I think I respond (wrongly) to my conception of the pianist rather than what I hear with these pieces. They are pretty indestructible if the pianist can play them, very tough.

But Arrau in the 1st especially, the way he knows how to mold the second movement is just tremendous.

I grew up with Serkin/Ormandy and still am fond of that.

Then a little later was dazzled by Ashkenazy's ability to play them. Just get the notes out, and I like the recordings with Haitink/RCO, pretty fine.

And then the surprise to me, that Fischer/Furtwaengler 2nd mentioned above has some of the most beautiful playing of anything I've ever heard. I expected little because I have a conception of Fischer as a "small" player, early Beethoven, Bach, Schubert, but his Brahms is SO beautiful!!

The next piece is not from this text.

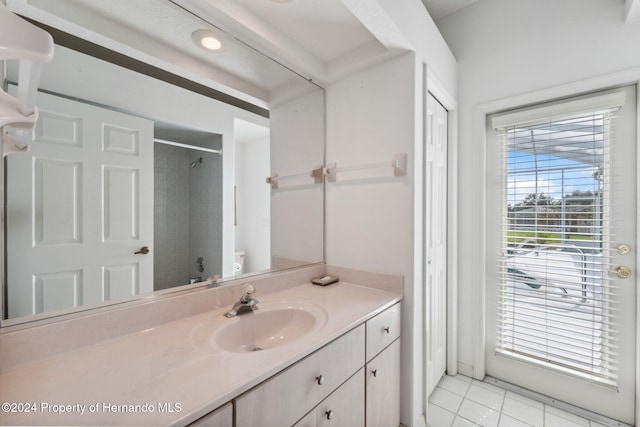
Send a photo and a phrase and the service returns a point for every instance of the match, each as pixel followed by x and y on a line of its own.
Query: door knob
pixel 622 272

As much as I admire Gilels, I've never been knocked out by the Jochum recordings, which to Brit critics seem canonical. I think they're doing what I described above, responding to a preconception. Gilels and Jochum should be great Brahmsians, therefore....

I had the Freire, didn't stick, don't think I still have them.

I agree with someone above who found the first piece a harder sell, after all, the opening is as much a threat as a theme, and the 2nd, from the horn to the cello, gives big tunes. But once I felt the deep in the middle movement of the first, all was forgiven. Not much on Brahms actually, but that slow movement is elemental, especially as played by Arrau.


----------



## mbhaub (Dec 2, 2016)

lextune said:


> Emil Gilels with Eugen Jochum is tough to beat.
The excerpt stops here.